As well as the normal unit upgrades, diplomacy, and such forth, several Nurgle techs improve plagues in various ways, including unlocking new symptoms. Ironically similar to his major rival, Tzeentch, there are also several techs that add spells to Great Unclean Ones, making them powerful casters as well as oozing piles of rot.
On the note of spells and magical abilities, Nurgle has access to various army abilities. These are unlocked through technology and are charged in-battle based on how much damage your units are taking. Each also has the Chain property, meaning that it will target a specific unit then spread to nearby units, rather than targeting an area. This can be powerful or a drawback, depending on how you use it, but certainly fits the theme of contagions spreading through both armies in real time.

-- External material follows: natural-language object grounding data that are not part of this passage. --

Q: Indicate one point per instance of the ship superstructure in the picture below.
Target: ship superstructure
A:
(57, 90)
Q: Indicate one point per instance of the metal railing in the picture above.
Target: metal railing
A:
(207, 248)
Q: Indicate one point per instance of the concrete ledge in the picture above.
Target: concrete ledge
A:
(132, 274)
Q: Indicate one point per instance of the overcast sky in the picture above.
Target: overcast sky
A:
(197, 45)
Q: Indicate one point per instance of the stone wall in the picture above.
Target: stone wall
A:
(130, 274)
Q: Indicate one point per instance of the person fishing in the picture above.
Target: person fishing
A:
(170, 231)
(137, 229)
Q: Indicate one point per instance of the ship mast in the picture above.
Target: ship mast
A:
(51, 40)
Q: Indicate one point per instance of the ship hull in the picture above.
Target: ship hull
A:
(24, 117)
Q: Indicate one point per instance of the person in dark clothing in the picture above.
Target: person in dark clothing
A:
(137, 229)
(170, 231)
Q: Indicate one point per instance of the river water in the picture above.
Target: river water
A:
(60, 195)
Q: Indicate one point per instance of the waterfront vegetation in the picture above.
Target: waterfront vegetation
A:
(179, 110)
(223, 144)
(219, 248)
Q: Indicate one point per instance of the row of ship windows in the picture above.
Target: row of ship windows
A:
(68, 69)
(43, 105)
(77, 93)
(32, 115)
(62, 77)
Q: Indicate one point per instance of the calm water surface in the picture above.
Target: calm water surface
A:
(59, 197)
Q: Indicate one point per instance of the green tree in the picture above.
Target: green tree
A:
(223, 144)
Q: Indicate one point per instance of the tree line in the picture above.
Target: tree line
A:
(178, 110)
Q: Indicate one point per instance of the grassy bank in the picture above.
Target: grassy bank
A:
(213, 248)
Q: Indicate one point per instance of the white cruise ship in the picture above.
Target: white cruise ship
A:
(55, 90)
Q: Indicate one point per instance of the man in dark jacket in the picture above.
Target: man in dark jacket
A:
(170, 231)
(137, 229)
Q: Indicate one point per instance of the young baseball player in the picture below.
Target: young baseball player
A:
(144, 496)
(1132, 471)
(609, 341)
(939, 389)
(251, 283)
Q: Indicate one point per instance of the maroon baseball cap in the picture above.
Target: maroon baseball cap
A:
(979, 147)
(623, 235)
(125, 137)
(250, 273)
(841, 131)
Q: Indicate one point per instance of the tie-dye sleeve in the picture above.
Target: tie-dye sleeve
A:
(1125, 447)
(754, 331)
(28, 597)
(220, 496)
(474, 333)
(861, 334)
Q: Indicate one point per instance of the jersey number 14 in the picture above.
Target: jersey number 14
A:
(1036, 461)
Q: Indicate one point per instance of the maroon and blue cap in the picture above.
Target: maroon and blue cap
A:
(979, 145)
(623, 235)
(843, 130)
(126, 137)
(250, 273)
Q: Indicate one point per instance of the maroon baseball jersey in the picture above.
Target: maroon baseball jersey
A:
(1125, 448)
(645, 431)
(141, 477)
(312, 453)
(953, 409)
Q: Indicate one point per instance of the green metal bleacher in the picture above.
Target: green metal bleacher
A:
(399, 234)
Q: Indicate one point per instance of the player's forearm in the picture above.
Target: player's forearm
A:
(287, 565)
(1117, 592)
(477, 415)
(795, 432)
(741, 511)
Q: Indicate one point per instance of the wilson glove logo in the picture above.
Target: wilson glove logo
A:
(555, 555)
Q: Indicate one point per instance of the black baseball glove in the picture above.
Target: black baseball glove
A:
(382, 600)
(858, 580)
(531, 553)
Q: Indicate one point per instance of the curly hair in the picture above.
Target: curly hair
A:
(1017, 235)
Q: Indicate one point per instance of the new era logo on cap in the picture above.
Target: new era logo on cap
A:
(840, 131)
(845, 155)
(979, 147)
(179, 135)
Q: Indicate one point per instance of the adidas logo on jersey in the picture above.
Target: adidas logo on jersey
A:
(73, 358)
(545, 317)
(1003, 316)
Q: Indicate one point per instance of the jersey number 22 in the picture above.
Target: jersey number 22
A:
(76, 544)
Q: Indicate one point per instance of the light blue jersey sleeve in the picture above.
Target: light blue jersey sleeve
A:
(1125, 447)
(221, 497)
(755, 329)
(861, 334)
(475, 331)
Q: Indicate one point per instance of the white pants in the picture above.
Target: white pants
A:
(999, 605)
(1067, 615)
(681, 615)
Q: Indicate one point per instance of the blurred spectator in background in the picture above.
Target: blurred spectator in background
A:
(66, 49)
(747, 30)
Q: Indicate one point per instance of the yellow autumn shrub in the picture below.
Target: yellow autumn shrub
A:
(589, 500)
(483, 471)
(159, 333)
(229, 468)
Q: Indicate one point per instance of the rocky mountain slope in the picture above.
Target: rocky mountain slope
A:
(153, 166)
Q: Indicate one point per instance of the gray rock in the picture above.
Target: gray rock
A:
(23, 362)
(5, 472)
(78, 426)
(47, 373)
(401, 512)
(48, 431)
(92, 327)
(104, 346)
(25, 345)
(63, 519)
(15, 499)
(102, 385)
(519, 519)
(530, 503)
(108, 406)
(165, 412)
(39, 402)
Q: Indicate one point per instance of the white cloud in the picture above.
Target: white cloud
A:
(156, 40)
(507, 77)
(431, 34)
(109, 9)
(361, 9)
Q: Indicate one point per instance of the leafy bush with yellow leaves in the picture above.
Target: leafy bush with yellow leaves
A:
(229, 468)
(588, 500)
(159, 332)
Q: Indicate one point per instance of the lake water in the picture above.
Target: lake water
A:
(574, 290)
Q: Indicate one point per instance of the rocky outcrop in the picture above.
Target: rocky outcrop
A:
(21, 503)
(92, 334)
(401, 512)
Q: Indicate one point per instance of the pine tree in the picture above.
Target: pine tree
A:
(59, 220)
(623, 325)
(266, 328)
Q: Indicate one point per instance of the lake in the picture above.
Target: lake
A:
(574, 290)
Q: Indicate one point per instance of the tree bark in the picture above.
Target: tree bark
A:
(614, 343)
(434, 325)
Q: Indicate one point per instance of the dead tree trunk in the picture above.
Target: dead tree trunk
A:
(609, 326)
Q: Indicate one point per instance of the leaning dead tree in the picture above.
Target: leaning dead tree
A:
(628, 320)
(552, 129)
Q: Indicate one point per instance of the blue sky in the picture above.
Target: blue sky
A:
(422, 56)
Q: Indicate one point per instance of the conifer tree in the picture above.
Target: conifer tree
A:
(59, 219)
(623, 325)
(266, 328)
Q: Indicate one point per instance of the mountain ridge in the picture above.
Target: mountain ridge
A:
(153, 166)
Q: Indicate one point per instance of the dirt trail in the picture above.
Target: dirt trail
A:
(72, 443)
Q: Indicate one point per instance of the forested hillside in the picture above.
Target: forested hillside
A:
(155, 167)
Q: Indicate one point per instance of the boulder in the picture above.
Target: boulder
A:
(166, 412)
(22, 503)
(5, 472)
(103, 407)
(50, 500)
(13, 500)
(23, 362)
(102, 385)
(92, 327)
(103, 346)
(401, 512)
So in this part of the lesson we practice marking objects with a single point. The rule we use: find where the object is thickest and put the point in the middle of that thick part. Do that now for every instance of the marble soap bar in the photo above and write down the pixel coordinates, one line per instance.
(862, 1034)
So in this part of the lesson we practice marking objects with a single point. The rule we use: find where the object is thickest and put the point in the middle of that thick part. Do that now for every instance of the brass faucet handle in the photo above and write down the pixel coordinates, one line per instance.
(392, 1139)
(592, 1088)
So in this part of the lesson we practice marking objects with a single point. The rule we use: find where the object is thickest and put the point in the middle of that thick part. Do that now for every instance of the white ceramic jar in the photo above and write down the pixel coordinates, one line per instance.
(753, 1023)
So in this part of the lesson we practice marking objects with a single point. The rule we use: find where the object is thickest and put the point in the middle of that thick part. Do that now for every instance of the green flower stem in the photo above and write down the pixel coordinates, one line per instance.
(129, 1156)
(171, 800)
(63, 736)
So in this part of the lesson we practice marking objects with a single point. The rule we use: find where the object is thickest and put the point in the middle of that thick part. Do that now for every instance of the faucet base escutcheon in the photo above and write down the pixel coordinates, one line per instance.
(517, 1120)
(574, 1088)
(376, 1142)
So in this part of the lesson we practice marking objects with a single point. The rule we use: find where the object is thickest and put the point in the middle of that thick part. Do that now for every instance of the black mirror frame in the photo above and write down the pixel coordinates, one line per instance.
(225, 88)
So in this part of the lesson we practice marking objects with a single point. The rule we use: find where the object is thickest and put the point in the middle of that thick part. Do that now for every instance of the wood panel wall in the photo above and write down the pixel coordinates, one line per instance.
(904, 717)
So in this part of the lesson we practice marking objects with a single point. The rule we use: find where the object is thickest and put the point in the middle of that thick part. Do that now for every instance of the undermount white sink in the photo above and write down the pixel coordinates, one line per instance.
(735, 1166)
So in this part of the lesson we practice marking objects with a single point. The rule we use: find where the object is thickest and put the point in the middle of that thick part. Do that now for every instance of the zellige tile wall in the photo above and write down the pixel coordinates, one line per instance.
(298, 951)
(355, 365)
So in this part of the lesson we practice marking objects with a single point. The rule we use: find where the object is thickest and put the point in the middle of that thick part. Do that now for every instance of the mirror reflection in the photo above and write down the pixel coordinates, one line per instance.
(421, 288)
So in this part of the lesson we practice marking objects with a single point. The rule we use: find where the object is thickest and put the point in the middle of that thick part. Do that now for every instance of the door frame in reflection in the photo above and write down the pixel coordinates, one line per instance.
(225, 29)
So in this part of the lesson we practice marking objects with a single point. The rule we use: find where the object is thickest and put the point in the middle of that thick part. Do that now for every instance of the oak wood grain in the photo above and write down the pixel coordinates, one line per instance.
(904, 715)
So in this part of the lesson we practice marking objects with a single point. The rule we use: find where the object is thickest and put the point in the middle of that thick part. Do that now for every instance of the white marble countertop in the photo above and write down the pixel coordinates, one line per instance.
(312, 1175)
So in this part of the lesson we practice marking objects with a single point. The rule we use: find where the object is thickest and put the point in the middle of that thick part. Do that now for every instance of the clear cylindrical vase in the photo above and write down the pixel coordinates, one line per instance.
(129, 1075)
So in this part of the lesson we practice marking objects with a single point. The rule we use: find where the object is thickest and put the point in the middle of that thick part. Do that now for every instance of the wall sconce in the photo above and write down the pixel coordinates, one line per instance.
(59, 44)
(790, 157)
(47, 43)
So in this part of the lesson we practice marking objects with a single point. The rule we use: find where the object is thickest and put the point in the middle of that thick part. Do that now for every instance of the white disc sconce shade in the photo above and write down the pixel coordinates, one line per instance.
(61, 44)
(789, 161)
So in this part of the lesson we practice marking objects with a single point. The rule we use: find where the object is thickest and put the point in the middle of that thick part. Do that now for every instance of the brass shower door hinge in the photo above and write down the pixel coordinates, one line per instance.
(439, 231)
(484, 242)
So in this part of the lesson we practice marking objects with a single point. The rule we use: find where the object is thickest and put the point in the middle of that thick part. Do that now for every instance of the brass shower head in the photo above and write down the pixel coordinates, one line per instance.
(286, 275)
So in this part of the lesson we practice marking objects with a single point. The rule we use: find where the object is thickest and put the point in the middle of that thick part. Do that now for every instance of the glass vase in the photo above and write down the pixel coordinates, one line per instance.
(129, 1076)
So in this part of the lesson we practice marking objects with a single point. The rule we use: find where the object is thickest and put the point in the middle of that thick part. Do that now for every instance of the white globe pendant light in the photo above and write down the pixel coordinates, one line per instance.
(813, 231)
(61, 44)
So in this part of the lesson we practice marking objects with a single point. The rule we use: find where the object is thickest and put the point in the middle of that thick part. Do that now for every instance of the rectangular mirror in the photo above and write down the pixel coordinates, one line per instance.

Also of note is the big variation between research times depending on the strength of various techs. Moving between each pod could take a significantly different amount of time depending on which techs you go for. Experiment! Such is the joy of Nurgle.
Spreading the infection
That’s all the different ways to bring joy and bulbous happiness to the world as Nurgle. He feels almost completely different to play to other races due to the total differences in settlements and recruitment, and we can’t wait for you to get your hands on it February 17th 2022.